Answers: (1) quantitative discrete, (2) quantitative continuous, (3) quantitative discrete, (4) qualitative, (5) quantitative continuous, (5) quantitative continuous

 

Omitting Categories and Missing Data

We will spend time in this course learning how to display and interpret data, as well as use it to make decisions. In this section, as we discuss data and sampling, we should make sure to mention something about leaving out data, well actually, about not leaving data out!

Consider a sample of 24,382 people surveyed about ethnicity, which as we know, is qualitative data. The results of the survey are provided in Table 1 and displayed in the bar graph labeled Figure 1. Notice that the total of the responses does not add to 24,382. Without carefully looking, we might miss that detail. The “Other/Unknown” category is completely missing. This missing category contains people who did not feel they fit into any of the ethnicity categories or who declined to respond entirely. This is important information. Is this a problem to leave off a category? In general, yes, it is a problem to leave off a category or leave out data entirely, especially when we want to summarize and interpret the data we are working with.

Table 1:
Ethnicity Frequency Percent
Asian 8794 36.1%
Black 1412 5.8%
Filipino 1298 5.3%
Hispanic 4180 17.1%
Native American 146 0.6%
Pacific Islander 236 1.0%
White 5978 24.5%
TOTAL 22,044 90.4%

Figure 1: Missing a Category

Now consider Figure 2, the bar graph that does contain the “Other/Unknown” category, which has a response percent of 9.6%. The “Other/Unknown” category is actually large compared to some of the other categories (Native American, 0.6%, Pacific Islander 1.0%). This is important to know when we think about what the data are telling us.

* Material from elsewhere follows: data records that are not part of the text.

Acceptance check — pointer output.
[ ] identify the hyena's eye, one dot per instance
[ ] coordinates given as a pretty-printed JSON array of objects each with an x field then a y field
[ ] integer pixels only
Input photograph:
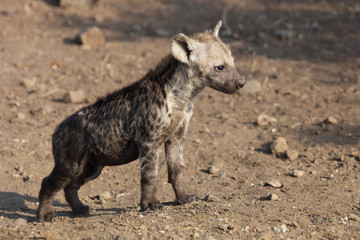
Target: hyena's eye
[{"x": 220, "y": 68}]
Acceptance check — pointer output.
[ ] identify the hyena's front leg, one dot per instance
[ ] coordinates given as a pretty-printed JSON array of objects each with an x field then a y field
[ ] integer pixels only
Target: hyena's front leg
[
  {"x": 174, "y": 149},
  {"x": 149, "y": 179}
]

It can even be difficult to understand or interpret the information displayed in Figure 2 because we are visually comparing sizes of bars along with the different categories. If we reorganize the bars from largest percentage to smallest percentage, we transform the graph into a Pareto chart . The graph in Figure 3 is a Pareto chart and offers a more comfortable visual experience with the information. The Pareto chart has the bars sorted from largest to smallest and is easier to read and interpret. 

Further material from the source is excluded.